Thursday, November 28, 2013

Serving at the Community Kitchen

Today I spend more than five hours serving at the Community Kitchen in Columbus, Ohio.  It's a wonderful place that operates a food pantry and serves free meals.  They serve breakfast and lunch six days a week.  Once a week, they have a family dinner, and in addition to serving dinner to families, they have games, crafts and homework help for the kids there.

I did a little bit of everything today, signing in volunteers, directing them to their assigned stations, cleaning up spills, serving drinks and desserts, fetching more plates, finding toilet paper, letting the kitchen know they needed more stuffing in the dining room, finding someone to take out the trash.  It was good work, work that was real.

I am now tired, that good kind of tired when you've worked hard, and my heart is full.  What a wonderful feeling that is.

There were so many people that touched me today, that stand out in my mind.

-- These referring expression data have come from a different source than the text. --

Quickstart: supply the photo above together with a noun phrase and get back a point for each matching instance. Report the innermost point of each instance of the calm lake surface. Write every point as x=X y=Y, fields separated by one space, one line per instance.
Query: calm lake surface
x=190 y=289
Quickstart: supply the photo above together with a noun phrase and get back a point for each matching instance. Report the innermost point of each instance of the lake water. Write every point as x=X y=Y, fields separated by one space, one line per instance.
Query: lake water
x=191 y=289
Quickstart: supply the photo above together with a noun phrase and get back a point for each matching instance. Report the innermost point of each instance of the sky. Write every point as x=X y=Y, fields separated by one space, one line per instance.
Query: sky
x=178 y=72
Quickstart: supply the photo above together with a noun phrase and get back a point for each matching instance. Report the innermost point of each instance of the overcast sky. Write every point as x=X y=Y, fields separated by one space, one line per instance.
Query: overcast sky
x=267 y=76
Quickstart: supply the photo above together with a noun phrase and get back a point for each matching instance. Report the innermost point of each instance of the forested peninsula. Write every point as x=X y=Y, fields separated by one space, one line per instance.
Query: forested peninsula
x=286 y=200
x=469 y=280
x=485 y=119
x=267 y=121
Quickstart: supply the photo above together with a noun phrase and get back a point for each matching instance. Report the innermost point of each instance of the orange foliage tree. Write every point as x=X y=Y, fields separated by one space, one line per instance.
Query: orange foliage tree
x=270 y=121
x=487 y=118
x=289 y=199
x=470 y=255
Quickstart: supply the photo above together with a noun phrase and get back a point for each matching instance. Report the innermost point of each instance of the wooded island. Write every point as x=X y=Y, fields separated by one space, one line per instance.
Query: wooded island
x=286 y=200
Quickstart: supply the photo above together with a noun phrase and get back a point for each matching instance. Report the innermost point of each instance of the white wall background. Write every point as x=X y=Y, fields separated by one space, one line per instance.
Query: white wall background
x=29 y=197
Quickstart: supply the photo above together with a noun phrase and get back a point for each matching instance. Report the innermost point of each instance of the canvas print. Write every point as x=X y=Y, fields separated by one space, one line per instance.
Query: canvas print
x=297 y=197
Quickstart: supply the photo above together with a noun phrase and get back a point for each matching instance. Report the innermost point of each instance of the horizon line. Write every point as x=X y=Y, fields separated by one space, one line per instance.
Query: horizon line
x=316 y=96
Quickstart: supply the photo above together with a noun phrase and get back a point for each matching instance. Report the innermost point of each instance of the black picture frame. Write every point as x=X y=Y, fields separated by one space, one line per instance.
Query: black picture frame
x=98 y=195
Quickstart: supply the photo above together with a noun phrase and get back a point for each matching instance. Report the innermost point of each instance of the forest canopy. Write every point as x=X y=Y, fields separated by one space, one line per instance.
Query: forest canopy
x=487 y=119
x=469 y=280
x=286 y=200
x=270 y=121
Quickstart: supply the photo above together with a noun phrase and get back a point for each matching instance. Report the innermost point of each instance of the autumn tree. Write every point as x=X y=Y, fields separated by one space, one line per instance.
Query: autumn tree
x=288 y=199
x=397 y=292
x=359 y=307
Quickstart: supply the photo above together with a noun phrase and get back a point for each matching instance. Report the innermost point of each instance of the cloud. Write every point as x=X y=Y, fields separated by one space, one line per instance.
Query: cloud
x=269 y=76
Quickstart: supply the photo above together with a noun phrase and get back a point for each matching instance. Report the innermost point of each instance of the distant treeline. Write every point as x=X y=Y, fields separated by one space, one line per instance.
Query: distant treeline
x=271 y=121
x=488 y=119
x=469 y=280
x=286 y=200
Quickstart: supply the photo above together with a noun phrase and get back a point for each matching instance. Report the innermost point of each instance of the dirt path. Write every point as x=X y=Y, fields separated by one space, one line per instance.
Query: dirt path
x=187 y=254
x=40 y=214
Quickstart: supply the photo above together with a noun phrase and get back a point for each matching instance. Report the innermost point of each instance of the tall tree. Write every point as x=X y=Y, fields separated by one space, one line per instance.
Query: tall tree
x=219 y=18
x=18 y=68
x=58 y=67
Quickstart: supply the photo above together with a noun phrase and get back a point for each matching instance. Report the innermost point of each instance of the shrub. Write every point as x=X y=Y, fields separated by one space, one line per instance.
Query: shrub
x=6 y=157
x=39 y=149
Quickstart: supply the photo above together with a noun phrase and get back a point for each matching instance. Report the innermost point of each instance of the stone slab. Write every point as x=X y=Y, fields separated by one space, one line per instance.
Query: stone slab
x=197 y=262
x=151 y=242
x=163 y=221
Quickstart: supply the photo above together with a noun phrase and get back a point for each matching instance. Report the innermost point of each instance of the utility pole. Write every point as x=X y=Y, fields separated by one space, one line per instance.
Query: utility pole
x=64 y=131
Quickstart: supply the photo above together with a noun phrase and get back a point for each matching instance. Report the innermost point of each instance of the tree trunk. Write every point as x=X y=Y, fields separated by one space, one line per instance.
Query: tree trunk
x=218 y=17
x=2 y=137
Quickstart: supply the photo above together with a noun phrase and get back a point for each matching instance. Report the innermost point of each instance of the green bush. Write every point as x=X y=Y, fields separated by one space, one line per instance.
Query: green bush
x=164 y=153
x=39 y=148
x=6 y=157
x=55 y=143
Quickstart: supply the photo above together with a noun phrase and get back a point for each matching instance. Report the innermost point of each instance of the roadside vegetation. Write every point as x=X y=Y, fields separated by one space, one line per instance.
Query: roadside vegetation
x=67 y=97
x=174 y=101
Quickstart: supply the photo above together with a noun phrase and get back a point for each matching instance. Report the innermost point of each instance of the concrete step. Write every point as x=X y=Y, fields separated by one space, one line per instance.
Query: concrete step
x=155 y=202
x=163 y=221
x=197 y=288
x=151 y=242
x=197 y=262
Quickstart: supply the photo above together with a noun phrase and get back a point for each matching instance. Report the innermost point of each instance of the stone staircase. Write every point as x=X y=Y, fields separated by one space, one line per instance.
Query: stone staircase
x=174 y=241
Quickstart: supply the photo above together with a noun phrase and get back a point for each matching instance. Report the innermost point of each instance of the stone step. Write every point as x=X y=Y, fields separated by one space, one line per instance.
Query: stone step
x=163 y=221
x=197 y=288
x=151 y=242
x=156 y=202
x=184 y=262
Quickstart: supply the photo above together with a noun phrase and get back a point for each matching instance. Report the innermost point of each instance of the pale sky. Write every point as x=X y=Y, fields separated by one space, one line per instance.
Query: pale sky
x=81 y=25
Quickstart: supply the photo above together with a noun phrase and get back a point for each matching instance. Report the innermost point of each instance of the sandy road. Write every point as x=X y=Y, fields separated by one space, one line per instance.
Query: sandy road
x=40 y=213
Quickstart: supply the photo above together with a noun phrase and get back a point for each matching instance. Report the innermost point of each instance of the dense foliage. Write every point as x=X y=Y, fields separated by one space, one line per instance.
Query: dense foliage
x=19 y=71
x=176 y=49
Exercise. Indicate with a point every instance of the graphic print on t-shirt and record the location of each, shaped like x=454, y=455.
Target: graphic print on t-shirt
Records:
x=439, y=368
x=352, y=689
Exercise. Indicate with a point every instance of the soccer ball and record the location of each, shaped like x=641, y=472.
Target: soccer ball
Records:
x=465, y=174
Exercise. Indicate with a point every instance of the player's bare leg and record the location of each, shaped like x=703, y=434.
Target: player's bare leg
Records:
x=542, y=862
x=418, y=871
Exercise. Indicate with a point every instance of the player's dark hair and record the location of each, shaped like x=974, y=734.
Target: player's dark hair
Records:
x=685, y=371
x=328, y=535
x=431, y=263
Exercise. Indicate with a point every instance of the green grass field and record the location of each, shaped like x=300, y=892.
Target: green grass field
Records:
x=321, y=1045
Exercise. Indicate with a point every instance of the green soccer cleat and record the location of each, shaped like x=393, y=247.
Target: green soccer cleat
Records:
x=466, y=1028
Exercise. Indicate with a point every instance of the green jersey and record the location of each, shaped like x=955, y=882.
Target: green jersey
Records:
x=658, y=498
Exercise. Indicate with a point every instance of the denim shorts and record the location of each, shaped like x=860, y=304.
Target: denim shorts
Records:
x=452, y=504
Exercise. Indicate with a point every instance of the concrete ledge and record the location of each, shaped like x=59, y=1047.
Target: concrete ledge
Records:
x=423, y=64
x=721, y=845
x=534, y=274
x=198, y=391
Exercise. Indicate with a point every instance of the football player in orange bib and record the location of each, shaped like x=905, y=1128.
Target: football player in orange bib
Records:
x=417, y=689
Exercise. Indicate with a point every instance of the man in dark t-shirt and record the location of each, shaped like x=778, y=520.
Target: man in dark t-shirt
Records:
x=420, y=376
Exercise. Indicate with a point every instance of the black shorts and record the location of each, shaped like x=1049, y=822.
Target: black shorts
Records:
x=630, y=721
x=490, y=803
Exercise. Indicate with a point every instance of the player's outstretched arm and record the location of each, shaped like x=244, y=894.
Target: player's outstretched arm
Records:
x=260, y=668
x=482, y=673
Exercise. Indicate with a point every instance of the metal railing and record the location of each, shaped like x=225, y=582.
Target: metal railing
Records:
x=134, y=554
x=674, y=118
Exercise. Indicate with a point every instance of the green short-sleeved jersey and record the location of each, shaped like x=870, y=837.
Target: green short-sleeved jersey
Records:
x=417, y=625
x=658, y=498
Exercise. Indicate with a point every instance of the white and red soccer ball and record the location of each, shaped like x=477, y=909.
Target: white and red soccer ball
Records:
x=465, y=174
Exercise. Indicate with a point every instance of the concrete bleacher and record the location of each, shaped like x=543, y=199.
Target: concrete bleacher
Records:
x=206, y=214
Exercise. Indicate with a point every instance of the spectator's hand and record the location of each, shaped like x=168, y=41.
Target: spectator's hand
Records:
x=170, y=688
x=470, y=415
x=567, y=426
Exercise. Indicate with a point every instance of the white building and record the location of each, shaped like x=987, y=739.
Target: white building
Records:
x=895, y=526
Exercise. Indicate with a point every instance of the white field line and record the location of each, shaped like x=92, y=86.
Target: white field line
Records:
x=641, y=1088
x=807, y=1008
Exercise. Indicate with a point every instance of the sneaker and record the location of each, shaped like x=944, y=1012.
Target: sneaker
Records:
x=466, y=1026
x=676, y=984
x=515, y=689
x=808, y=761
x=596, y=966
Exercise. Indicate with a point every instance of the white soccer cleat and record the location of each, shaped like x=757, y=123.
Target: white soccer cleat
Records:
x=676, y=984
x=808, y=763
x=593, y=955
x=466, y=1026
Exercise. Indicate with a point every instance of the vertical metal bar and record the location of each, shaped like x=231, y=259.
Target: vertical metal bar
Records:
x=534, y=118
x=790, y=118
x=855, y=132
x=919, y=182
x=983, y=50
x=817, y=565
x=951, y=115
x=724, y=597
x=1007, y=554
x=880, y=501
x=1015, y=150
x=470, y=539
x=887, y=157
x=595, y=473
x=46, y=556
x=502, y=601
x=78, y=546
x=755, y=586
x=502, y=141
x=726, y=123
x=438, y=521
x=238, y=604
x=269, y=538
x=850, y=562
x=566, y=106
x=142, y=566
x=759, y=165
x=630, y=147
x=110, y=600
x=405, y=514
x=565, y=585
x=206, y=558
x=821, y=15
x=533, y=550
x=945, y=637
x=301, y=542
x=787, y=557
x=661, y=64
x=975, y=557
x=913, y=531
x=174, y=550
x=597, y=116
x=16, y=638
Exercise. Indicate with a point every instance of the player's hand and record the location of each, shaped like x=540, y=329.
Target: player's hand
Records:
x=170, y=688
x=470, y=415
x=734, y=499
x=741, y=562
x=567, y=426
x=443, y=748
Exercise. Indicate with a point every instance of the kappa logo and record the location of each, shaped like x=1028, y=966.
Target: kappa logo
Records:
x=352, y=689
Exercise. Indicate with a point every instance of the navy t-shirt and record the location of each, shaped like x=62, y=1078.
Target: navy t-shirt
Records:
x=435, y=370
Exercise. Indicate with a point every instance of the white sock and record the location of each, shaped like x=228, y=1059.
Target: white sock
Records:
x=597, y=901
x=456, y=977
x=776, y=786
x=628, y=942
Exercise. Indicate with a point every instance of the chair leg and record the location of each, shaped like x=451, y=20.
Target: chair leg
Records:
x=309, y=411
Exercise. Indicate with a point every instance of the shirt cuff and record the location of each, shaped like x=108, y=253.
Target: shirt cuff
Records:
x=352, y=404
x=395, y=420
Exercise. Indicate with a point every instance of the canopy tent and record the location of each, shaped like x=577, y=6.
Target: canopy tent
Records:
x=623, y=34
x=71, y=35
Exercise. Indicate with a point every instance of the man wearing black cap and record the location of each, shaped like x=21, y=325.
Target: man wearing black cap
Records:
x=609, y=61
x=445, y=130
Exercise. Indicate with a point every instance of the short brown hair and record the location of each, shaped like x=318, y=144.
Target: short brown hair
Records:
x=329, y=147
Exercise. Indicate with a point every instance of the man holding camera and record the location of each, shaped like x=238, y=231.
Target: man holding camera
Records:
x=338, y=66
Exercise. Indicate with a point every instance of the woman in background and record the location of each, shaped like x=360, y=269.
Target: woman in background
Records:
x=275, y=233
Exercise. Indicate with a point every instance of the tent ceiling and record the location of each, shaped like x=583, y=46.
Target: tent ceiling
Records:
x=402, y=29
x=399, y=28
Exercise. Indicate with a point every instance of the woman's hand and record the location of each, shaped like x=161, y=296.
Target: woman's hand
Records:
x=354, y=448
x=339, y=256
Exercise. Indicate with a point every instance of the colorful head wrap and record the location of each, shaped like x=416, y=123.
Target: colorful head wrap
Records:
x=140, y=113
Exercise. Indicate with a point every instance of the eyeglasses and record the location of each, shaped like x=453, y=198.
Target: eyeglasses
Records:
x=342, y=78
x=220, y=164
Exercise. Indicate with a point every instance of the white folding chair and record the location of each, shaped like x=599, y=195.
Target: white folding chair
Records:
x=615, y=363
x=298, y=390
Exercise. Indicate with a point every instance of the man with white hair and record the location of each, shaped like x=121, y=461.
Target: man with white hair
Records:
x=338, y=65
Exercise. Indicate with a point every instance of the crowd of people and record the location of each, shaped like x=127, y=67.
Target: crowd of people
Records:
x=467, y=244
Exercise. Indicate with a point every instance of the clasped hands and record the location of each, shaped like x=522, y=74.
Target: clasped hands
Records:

  • There was the man, about my age, that showed me the handful of pills he had to take with his meal.  For his  kidneys, he said.  Tomorrow, he will go to dialysis, as he does three times a week.  He's been on the list for a kidney transplant for several years.  His wife died two years ago and since then, he's been alone.  He hopes to get a new kidney soon so he can go back to work.  He wants to be a mail sorter.
  • There was the mom with her little girl, maybe eight years old, that reminded me of Isaac's friend K.  Both had warm-looking coats and stringy hair.  I'm not sure what it was about them that made them stand out to me.   Maybe it was just that the girl reminded me of K.
  • There was the woman, about my age, that sat alone wiping at tears while she ate her meal.  I went over and ask if she was OK, which in retrospect was a really stupid question.  Of course she wasn't OK.  She said she was, though.  I said, "You don't look so OK," and asked if I could get her anything.  She said no.  I told her I didn't want to pry, but if there was anything I could do for her, or if she wanted to talk, or if she wanted a hug, to let me know.  Then I went and found her some tissues.  As she was leaving, I went over to her and told her I didn't know what she was going through but that I wanted her to know I would be thinking of her this weekend and that she really touched my heart.
  • There was the elderly man with stringy white hair who, after finishing his meal, helped clear the table with hands that trembled so badly he could barely hold a plate.
  • There was the group of four young people, maybe 19 or 20 years old, that got unbelievable excited when I told them they could have a container of leftovers to take home for later.  I might get that excited myself if you told me I could take home a hundred dollar bill.  Maybe.
  • There was the young man whose eyes lit up when I offered him a piece of pumpkin pie like the eyes of a kid at Christmas, looking at a pile of gifts under the tree.
  • There was the woman that timidly approached me and said she'd spilled her cup of Koolaid and asked for some paper towels to clean it up.  I got some paper towels and a soapy rag and together we cleaned the table.  She must have apologized for spilling her drink ten times during the two minutes it took to clean it up.  Then she asked if she could please have another cup of Koolaid, if she promised not to spill it.
  • There was the family, a mom and a dad and three little kids.  I saw the mom scooping some of her mashed potatoes onto her little girls plate.  I guess the little girl ate all of hers and wanted some more and we were not giving out seconds, although everyone that wanted one could have a package of leftovers to take home.
  • There was the man that ate about half the food on his plate, then asked me if he could have a container to put the rest in.  He wanted to take it home for his dog.  I asked him what kind of dog he had and he said she was a pit bull.  He didn't say this, but I got the idea he had trouble buying food for his dog sometimes.  He wanted to share his meal with his dog.  I thought about Isaac then.
  • There was the woman I saw attacking her plate of food in a way that made me think she hadn't eaten in a while.  When a volunteer accidentally dropped a full plate of food and I was trying to clean it up but having trouble bending over, she got up from her meal and came over to help me.
  • There was the man that asked me three times if I would make sure he got his container of leftovers to take home with him.  He was really worried we would forget to give it to him.  That food must have really meant a lot to him.
  • There was the wild-hair man that came in shortly before we stopped serving.  After he finished his meal, he stayed to help clean up.
  • There was the mom that brought her three kids to volunteer.  They all worked so hard and at the end of the day, the mom asked when they could come back to volunteer again.
  • There was the girl, about 13 or 14, that was volunteering with her mom.  She asked me to fill out this paper for her school, saying how many hours she worked and what she did.  I was so impressed with how hard she worked.  I don't think she stopped to take a breath for four hours.
  • There was the elderly gentleman that told me this was the 22nd year in a row he'd volunteered there on Thanksgiving.
  • There was a couple teenage boys volunteering, who also worked really hard.  I was impressed because they did every single job I asked them to do, including taking out the garbage about a million times, and never once complained or balked.  How did their mom get them to do that?
  • There was the volunteer who, at the end of the day, said she was worn out.  I said she should go home and put her feet up.  She said oh no, she was going home to cook dinner and serve it to her family and then clean up.  How do people get that much energy?